Unassuming he may be, but thrown in at the deep end of a crisis worsening by the day, François Hollande has not shied away. He has clear ideas about how the Eurozone crisis should be tackled, and he has not been afraid to bring them forward. Throughout his election campaign, he maintained that France and Europe need to focus on finding measures to promote economic growth, rather than on strict austerity programs and cuts. And in calling for growth, his voice has not been a lone one. Other European leaders, seeing that cuts have not brought results, and perhaps seeing the anti-austerity feeling expressed by French and Greek voters also prevailing in their own electorate, have rallied behind Hollande. He also has the support of President Obama - four days after his inauguration, the new French President attended his first G8 summit in Washington, and the Eurozone crisis was naturally high up on the agenda. Following his first meeting with Hollande, the US President called for Europe to follow a “strong growth agenda".
But in calling for growth to be the priority, Hollande comes into conflict with Europe’s biggest economy, that long-time champion of austerity, Germany. The French President wants the fiscal pact, aimed at ensuring tighter spending controls and agreed by all EU Member States, except the UK and the Czech Republic, earlier in the year, to be renegotiated to include provisions for growth. But Angela Merkel has rejected calls for revision of the agreement.

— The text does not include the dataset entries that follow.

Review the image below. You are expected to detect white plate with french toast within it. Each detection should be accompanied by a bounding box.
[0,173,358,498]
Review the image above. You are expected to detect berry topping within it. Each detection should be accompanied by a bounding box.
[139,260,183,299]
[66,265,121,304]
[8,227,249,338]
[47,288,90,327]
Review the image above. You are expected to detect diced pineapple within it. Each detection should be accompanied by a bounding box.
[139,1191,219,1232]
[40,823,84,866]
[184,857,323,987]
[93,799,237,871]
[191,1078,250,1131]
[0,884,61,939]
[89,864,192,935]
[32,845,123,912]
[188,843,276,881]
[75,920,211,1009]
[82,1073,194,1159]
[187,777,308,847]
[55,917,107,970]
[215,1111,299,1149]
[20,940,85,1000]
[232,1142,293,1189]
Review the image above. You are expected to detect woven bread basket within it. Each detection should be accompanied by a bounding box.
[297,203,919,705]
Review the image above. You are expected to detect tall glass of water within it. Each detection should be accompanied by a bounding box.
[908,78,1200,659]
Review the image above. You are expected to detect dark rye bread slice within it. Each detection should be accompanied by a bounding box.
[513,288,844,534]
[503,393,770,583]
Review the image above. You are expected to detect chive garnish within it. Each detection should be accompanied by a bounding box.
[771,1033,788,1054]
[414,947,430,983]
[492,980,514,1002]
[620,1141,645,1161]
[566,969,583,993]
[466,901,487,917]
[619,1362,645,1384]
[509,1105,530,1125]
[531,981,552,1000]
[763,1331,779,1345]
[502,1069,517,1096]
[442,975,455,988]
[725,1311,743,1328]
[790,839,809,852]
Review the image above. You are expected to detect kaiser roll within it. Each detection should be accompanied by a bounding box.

Another of Hollande’s proposals for promoting growth is the creation of so-called eurobonds, which would essentially collectivise Eurozone debt. This would make it easier for troubled economies such as Spain and Italy to borrow money, as investors would know that the debts were underwritten by other nations with stronger economies. Germany, however, is very much opposed to the idea. As the Eurozone’s biggest economy, they do not want to be responsible for debts racked up by their neighbours.
And so the battle lines were drawn when EU leaders met for an informal dinner on the 23rd May. Eurobonds formed a large part of the discussion, with France, Italy, Britain and Spain believed to be amongst those saying yes, and Germany, Austria and Finland believed to be amongst those saying no. It was not a night when decisions were to be made, but if one thing emerged crystal clear from the six hours of discussions, it is that Merkozy is but a distant memory. Hollande did not meet with Merkel for a pre-summit meeting, as his predecessor had been in the habit of doing, and it appears that for now at least, the Franco-German duopoly is at an end.
For some, François Hollande has a lot to prove. He is inexperienced in top-level roles : before becoming President, he had never held a ministerial position. But he has certainly made an extraordinary start. He has changed the focus of the economic debate in Europe - although he is not the first EU leader to express a desire to promote growth, his championing of it, as the man in charge of Europe’s second-largest economy, has brought it to the top of the agenda - and, perhaps more significantly, he has made it clear that he is not afraid to stand up to Berlin. Angela Merkel, from being the driving force in the fight against the Eurozone crisis, now looks increasingly isolated.
Whatever happens in the next few months, whether Greece stays or goes, however the crisis unfolds, it seems certain that François Hollande will make his voice heard, and will fight his and France’s corner. Headline writers had best get their thinking caps on, because Mr Normal might soon be in need of a new nickname.